Yanking my arm from her more firmly this time, I warn, “Don’t fucking touch me.”

Confusion and a touch of embarrassment cover her face as she looks around, chuckling a small laugh while she fixes the hem of her dress.

“I don’t give a shit who sent you. Do not touch me again.”

“Okay.” Maddison cuts between her and me, swinging an arm over my shoulder and leading me to the bus. He uses his body to shield mine from the cameras, but even if they didn’t see the interaction, they sure as shit heard it.

“I can’t do this anymore,” I quietly say for only Maddison to hear.

“I know, man.”





Two in the morning, and I can’t sleep. No fucking surprise there. I’ve barely slept all week, thanks to an empty bed and Rosie whimpering in the middle of the night from Stevie’s absence. To be fair, Rosie isn’t the only one awake, hurt from missing her.

It’s like part of my soul is gone, and I don’t know how to survive without it. Everything I did, I did because I chose to put her first. It wasn’t fair to her to put her through the wringer just because she’s associated with me. She shouldn’t have to endure the criticism and hate because she’s with me. She’s too good and too sweet and too kind to have to live with that kind of hate continually finding her.

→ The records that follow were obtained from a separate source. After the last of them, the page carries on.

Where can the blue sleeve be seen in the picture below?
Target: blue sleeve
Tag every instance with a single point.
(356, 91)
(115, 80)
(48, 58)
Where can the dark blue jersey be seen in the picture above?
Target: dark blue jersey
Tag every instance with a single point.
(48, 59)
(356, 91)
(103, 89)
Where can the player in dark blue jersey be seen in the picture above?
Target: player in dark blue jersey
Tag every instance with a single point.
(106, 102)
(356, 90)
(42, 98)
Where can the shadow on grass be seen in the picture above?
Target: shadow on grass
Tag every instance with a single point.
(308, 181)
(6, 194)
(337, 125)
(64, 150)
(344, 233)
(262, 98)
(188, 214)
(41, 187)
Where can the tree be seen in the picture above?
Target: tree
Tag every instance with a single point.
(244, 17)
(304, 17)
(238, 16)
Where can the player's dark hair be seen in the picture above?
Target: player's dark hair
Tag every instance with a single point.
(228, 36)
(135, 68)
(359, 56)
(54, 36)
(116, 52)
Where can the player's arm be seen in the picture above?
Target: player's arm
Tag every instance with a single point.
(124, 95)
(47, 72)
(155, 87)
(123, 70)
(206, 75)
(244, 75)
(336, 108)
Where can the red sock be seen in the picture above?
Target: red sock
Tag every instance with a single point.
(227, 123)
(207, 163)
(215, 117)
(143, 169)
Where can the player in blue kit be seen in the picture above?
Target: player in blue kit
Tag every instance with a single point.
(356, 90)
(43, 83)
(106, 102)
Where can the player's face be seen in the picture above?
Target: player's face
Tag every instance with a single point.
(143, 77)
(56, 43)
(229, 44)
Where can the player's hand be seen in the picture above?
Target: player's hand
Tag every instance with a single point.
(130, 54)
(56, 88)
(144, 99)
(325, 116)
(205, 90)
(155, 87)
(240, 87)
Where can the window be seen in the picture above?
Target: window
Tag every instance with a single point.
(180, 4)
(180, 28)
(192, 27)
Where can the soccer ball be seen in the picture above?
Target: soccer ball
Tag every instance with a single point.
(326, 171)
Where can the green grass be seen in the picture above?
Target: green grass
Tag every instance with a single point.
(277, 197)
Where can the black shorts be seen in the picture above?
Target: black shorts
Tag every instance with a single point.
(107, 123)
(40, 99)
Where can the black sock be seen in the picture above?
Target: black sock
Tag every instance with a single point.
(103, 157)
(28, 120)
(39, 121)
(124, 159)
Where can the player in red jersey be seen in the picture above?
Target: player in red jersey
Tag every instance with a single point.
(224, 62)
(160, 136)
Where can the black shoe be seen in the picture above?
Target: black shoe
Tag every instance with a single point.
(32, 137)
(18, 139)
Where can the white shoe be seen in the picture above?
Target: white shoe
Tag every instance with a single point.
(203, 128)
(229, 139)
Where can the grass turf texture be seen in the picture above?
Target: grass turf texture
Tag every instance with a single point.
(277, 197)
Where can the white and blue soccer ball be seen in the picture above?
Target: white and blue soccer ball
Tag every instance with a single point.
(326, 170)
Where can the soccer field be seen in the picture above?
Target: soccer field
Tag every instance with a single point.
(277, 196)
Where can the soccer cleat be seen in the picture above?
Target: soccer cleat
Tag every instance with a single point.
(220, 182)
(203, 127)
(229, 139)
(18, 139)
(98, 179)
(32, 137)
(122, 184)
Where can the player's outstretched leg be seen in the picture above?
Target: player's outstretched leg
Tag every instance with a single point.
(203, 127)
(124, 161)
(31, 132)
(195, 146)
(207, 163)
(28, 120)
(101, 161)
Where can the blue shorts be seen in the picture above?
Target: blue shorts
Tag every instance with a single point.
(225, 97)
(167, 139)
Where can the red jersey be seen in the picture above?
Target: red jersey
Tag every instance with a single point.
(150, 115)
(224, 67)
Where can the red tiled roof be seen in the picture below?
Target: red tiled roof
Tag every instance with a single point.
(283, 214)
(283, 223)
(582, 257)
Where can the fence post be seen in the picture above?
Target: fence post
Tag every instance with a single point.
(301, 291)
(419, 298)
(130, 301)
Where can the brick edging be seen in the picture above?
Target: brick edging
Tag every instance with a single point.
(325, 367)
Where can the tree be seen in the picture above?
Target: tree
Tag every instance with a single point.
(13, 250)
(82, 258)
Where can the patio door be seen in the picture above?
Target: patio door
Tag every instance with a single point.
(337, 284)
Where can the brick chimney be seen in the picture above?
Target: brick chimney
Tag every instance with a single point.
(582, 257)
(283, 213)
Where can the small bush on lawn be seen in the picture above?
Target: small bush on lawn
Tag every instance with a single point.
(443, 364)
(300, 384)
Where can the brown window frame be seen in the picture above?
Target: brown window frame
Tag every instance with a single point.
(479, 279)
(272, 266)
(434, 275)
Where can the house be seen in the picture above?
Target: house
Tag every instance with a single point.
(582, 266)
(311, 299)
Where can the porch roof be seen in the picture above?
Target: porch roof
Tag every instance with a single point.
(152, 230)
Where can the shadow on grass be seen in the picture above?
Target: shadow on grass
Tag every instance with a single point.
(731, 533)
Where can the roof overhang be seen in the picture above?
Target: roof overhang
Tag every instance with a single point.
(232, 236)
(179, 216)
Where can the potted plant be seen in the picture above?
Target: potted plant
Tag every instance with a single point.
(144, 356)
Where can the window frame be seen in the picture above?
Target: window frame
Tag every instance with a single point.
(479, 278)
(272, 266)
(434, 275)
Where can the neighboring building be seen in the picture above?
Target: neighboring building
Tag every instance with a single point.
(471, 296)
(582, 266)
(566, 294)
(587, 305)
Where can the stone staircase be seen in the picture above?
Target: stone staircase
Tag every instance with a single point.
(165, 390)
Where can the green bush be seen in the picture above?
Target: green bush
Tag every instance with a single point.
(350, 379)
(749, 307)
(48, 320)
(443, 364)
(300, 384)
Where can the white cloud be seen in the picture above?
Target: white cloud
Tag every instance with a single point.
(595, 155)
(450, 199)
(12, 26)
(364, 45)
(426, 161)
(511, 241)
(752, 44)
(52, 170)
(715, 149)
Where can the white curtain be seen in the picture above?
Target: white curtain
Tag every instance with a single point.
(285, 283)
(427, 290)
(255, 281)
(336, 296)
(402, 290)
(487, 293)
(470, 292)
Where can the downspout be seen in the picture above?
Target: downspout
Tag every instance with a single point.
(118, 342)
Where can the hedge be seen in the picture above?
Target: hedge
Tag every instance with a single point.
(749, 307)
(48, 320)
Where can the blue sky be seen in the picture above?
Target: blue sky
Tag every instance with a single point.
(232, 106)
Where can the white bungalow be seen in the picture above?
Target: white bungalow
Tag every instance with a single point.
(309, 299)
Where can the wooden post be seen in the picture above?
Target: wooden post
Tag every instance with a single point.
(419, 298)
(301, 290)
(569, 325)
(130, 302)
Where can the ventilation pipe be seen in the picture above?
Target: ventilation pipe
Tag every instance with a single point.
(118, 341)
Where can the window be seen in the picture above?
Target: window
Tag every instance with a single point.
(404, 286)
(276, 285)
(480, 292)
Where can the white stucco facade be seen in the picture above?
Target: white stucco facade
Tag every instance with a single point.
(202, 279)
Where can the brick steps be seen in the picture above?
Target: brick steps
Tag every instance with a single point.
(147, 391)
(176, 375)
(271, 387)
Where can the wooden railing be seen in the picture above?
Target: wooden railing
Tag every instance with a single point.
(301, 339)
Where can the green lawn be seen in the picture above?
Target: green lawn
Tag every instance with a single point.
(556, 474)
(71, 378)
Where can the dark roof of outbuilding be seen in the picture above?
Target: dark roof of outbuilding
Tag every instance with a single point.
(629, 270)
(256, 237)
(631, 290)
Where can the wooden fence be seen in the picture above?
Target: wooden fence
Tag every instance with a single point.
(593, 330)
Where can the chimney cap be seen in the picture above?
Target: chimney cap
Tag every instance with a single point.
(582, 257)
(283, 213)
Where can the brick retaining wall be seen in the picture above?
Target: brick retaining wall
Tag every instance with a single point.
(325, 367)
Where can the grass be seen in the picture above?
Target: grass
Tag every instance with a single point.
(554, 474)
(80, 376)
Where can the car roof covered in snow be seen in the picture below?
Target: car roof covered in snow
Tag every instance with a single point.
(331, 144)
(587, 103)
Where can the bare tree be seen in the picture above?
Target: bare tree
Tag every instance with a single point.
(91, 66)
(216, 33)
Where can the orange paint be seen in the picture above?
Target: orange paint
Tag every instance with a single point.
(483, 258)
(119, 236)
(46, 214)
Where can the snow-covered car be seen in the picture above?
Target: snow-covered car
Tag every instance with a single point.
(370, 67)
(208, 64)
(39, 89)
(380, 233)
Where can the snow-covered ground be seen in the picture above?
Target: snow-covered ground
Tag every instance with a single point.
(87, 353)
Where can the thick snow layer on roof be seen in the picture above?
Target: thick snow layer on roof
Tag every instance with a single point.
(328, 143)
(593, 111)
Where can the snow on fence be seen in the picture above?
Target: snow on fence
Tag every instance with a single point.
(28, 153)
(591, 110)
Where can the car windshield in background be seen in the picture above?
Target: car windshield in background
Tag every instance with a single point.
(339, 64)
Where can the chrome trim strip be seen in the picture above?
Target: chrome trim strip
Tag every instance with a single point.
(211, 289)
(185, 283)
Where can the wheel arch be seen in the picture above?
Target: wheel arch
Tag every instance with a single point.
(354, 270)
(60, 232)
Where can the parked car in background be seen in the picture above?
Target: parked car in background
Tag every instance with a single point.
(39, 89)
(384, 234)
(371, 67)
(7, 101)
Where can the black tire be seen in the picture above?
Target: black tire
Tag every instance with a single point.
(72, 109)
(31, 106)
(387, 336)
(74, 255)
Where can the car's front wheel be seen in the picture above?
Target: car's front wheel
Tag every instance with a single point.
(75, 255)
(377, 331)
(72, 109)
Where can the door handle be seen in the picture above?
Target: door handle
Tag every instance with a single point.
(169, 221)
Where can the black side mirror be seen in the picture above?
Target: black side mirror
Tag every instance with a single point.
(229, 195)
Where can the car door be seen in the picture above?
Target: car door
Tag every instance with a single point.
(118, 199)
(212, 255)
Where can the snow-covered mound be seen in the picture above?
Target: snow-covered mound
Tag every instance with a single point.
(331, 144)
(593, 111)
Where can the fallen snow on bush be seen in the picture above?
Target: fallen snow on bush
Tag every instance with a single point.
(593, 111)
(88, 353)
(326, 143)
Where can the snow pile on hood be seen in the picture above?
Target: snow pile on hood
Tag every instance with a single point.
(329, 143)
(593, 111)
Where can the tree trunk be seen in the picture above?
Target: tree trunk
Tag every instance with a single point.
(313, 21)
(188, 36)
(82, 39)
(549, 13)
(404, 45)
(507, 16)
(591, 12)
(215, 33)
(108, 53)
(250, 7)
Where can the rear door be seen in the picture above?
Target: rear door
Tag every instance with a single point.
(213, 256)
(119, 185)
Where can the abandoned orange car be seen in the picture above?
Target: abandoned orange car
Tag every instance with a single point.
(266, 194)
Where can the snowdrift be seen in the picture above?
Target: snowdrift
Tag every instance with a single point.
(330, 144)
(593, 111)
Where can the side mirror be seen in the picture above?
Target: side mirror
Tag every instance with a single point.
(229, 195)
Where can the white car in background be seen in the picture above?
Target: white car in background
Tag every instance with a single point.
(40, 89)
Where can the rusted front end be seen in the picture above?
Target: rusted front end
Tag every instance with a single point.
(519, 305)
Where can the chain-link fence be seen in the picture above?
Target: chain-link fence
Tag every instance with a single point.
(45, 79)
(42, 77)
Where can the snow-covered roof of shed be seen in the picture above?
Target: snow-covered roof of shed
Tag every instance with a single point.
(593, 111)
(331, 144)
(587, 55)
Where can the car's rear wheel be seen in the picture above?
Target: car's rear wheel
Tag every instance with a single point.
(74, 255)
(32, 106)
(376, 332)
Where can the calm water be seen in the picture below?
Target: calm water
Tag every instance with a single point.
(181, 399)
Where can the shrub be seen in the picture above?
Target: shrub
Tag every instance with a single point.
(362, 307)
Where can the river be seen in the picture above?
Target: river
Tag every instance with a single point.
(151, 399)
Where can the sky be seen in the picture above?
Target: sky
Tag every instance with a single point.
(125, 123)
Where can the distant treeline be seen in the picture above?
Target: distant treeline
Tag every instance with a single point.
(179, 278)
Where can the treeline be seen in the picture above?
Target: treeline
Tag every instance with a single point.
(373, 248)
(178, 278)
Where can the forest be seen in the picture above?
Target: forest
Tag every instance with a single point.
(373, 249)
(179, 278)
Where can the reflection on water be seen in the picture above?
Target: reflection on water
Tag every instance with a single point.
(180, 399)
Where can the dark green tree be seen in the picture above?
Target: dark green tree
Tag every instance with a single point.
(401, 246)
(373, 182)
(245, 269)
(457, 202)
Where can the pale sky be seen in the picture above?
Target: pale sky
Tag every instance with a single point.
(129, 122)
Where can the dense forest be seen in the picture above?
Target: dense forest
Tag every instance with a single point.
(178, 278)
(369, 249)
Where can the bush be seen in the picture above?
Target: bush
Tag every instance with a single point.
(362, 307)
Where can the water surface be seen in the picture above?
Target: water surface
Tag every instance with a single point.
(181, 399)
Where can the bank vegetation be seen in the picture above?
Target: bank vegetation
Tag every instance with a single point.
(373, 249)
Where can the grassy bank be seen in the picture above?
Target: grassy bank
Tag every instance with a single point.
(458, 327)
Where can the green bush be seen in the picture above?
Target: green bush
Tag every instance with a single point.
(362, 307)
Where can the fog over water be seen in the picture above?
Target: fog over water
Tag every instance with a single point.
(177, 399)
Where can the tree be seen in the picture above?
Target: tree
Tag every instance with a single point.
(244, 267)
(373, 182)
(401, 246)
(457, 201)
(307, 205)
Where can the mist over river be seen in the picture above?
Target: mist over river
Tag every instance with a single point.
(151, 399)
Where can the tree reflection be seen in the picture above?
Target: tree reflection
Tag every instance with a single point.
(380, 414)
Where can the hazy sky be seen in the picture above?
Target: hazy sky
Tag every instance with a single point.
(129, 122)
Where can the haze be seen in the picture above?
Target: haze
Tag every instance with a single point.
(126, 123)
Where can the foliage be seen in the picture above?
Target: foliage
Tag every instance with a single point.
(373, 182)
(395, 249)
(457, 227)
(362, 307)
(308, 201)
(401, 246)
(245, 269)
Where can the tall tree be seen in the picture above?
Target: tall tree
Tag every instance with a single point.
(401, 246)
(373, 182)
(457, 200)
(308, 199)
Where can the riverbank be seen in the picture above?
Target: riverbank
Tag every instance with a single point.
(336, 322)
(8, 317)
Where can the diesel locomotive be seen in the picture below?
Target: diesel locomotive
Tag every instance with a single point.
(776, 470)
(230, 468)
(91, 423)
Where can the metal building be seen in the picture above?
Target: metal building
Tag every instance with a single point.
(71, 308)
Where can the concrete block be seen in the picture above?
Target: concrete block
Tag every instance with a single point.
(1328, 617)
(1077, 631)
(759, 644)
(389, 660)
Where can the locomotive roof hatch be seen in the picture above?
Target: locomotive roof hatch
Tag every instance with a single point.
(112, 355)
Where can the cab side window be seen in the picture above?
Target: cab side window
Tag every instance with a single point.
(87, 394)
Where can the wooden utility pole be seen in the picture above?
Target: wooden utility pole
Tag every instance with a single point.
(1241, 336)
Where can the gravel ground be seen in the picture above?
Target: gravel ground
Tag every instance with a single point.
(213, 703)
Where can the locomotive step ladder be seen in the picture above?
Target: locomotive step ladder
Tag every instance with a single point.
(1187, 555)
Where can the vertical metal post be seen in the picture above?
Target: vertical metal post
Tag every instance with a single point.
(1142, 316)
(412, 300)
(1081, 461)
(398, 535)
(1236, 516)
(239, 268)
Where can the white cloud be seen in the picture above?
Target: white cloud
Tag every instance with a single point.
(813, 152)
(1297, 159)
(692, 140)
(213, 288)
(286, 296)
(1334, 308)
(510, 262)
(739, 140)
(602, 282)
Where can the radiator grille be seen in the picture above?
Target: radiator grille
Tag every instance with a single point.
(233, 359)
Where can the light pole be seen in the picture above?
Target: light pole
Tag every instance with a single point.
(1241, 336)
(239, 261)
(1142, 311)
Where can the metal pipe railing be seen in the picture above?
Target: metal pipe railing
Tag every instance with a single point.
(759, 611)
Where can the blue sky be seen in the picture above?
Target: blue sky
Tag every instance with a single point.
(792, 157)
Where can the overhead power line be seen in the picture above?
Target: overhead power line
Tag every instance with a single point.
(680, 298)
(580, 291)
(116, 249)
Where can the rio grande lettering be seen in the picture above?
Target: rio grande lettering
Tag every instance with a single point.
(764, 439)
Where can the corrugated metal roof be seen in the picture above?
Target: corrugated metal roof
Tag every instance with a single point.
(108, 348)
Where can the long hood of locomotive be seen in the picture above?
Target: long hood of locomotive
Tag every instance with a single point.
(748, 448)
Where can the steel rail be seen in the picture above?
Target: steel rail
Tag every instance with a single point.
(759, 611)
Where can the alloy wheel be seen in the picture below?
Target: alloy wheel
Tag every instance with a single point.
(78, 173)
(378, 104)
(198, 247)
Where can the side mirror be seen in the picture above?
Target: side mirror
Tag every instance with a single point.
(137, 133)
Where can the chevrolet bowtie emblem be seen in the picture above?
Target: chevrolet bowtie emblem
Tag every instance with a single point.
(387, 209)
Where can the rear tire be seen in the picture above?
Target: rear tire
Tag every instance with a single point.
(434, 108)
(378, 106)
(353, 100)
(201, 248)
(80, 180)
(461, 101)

I was trying to put her first, and I assumed that would make things easier to digest. Since I did this for Stevie, I figured I would be able to handle the heartbreak I brought on myself.

But there hasn’t been a moment of reprieve. Since the second I walked out of Stevie’s apartment when I threw up on the side of her building from doing something no part of my body wanted to do, all the way to this very moment, the pain has become exponentially worse.